Also, as the story is filtered through Simon’s perspective, it is as though we don’t need him to define it for us, it’s his thing and he doesn’t appear to want to talk about it – not in the same way he counts colours, or makes lists of good and bad things, manages his asthma and feels the angry that comes and goes, and the honey dripping inside of him. He describes his feelings as tastes and sensations of food but within his own body – making him an interesting character. His struggling sense of self and feelings are impacted when Ms Hilcombe goes missing, and he loses one of the only adults who really understands him – Dad tries, but it is really Ms Hilcombe Simon connects with.

His friendship with Cassie, and eventually with Jeremy, is perhaps one of the most unique and genuine friendships. They know they are different, and Cassie knows communication is hard for him – and when a new teacher tries to force him to speak, it is Cassie who stands up for him, who defends her friend and in everything she does, wants to protect him from the wrath of her mother, and does all she can to understand him – as does Jeremy as the story moves along and Simon begins to speak – with Cassie, with Ms Hilcombe, and his father and brother, and at least once with his Grandmother.

Simon is an intriguing character.
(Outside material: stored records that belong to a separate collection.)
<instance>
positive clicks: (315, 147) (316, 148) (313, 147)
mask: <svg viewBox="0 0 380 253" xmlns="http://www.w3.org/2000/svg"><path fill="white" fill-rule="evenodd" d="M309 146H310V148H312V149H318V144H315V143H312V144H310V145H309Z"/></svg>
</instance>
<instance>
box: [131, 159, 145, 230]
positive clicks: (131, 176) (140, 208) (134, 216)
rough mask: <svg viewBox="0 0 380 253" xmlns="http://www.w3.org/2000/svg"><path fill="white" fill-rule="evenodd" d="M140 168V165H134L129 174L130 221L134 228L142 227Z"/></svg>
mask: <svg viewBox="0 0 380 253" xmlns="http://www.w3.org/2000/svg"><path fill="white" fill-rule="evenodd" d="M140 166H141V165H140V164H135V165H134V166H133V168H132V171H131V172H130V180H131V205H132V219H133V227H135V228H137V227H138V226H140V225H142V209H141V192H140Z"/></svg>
I’m not sure how I would define him as a narrator – maybe somewhat unreliable because we’re seeing the world through his eyes and the consequences of things that happen through his eyes, memories and imagined scenarios. The memories hint at Simon knowing where Ms Hilcombe is – it is her disappearance that forms the main mystery. Unlike other mysteries, some things are hinted at, and not explicitly defined – indicating that anything could have happened, that anyone could be responsible.

The story is moving and the ending answered a couple of questions, in a rather odd way for a first person narrative, but given the character perspective of Simon, it made sense, and fitted in with the novel. Perhaps the ending allows for the reader to imagine what happened themselves, and how it happened – a similar style of ending to Jacob’s Room by Virginia Woolf. An intriguing novel where things aren’t always clear or what they seem from a new Australian voice.